Il menù, infatti, denota questo mix di influenze provenienti dalla Costiera in cui la cucina di pesce fa parte da secoli della tradizione locale (come i calamari ripieni e gli scialatielli ai frutti di mare o il risotto gamberi e limone sfusato amalfitano), ma che contempla anche piatti tipici come la classica parmigiana di melanzane, gli gnocchi alla sorrentina o gli spaghetti alla Nerano, un piatto che a New York si può gustare esclusivamente a Mama Capri e che è diventato, in pochissimo tempo, il piatto bandiera del ristorante.

Il ristorante Mama Capri rappresenta, dunque, un vero e proprio angolo di Costiera dove l’ospitalità e l’allegria sono di casa e riflettono al meglio la cultura partenopea: dall’atmosfera scandita dalle note di Pino Daniele all’interior design marittimo con la carta da parati con i limoni che ricordano Sorrento (che Telia si è portata in un tubo dall’Italia), fino ad arrivare al patrimonio gastronomico della zona servito nei piatti tipici di Vietri decorati a mano.
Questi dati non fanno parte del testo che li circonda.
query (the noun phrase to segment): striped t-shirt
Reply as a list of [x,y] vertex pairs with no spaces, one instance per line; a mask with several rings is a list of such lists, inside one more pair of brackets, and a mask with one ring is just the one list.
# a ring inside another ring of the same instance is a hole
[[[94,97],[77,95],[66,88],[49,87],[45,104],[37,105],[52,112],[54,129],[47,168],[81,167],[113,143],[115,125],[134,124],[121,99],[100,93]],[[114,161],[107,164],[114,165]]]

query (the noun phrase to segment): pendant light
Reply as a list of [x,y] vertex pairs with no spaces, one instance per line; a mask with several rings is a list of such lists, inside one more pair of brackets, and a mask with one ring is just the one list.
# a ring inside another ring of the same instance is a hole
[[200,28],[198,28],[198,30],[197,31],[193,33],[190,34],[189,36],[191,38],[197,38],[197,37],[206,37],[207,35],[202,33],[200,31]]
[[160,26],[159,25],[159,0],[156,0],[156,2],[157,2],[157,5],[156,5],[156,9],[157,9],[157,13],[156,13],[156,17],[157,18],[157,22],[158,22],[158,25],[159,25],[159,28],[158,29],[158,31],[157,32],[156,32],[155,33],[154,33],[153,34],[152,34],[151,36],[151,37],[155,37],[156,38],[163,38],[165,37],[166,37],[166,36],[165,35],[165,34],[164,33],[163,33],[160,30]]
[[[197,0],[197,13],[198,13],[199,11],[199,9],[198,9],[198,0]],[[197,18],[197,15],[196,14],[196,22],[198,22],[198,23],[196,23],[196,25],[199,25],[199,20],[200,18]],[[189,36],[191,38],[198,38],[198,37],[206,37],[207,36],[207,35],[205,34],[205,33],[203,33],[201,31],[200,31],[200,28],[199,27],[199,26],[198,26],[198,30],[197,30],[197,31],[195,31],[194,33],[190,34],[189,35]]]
“Il team di ExportUsa - aggiunge Lucio Miranda - ha guidato Telia e Francesco nella concretizzazione di un concept che potesse distinguersi per autenticità da qualsiasi altra imitazione e li ha seguiti, passo dopo passo, fino all’apertura del locale e nella procedura di ottenimento dei visti necessari per lavorare in America. Ma lo straordinario successo ottenuto in soli 4 mesi, che li ha portati ad aggiudicarsi il primo posto come miglior ristorante a New York nella classifica della pagina 'Il mio viaggio a New York' e le code che si formano, tutti i weekend, all’ingresso di Mama Capri sono solo merito dell’audacia e del duro lavoro di Francesco e Telia, così giovani e così determinati da essere per noi motivo di grande e sincero orgoglio”.